Antisense drugs are rapidly and effectively absorbed. In the blood, antisense drugs bind loosely to proteins. This binding facilitates their distribution to tissues and prevents immediate loss in urine. Distribution to tissues occurs via a shuttling process that involves proteins, which we have called 'oligoportins'. In tissues, the drugs are cut by enzymes called endonucleases. After being cut by endonucleases, the drugs may be further degraded by exonucleases. The partial drug molecules do not bind to proteins and are therefore cleared in the urine.
Like all drugs, antisense drugs can have side effects. The side effects are generally predictable, occur at high doses and are well understood. More than 6,000 humans have been safely treated in trials conducted by Isis and its partners.

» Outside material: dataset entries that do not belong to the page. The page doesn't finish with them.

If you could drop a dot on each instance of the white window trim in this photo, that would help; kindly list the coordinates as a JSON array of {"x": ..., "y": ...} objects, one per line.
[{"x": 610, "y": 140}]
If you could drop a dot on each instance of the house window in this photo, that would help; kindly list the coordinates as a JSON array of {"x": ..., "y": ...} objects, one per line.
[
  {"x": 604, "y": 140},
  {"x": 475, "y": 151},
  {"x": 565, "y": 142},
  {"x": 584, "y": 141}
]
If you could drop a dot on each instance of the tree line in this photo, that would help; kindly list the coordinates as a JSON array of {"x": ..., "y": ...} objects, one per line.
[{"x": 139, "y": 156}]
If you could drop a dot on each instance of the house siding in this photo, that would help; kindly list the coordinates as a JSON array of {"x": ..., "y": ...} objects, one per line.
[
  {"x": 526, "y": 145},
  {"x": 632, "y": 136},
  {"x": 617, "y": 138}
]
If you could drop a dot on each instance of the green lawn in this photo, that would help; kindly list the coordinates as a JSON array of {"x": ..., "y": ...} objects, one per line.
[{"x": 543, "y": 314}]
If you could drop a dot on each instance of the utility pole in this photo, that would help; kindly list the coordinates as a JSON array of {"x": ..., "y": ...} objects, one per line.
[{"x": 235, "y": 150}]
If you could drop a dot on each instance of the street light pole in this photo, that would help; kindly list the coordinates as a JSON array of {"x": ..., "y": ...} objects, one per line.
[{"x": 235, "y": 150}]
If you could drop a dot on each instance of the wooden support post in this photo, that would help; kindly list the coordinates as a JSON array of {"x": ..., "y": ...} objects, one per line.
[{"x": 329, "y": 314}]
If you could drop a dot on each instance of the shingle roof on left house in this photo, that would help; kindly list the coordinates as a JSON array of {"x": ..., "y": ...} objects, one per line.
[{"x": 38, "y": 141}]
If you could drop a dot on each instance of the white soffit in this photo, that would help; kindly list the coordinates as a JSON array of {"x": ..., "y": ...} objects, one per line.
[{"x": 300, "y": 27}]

We are the leader in antisense drug development with a broad portfolio of drugs that are applicable to many different diseases. While we can develop an antisense drug to almost any gene, we focus our efforts on developing drugs to targets where our drugs will work best, efficiently screening many targets in parallel and carefully selecting the best drugs. This efficiency combined with our rational approach to selecting disease targets enables us to build a large and diverse pipeline of drugs designed to treat patients with health conditions, including cardiovascular, metabolic, inflammatory, ocular, and severe and rare/neurodegenerative diseases, and cancer.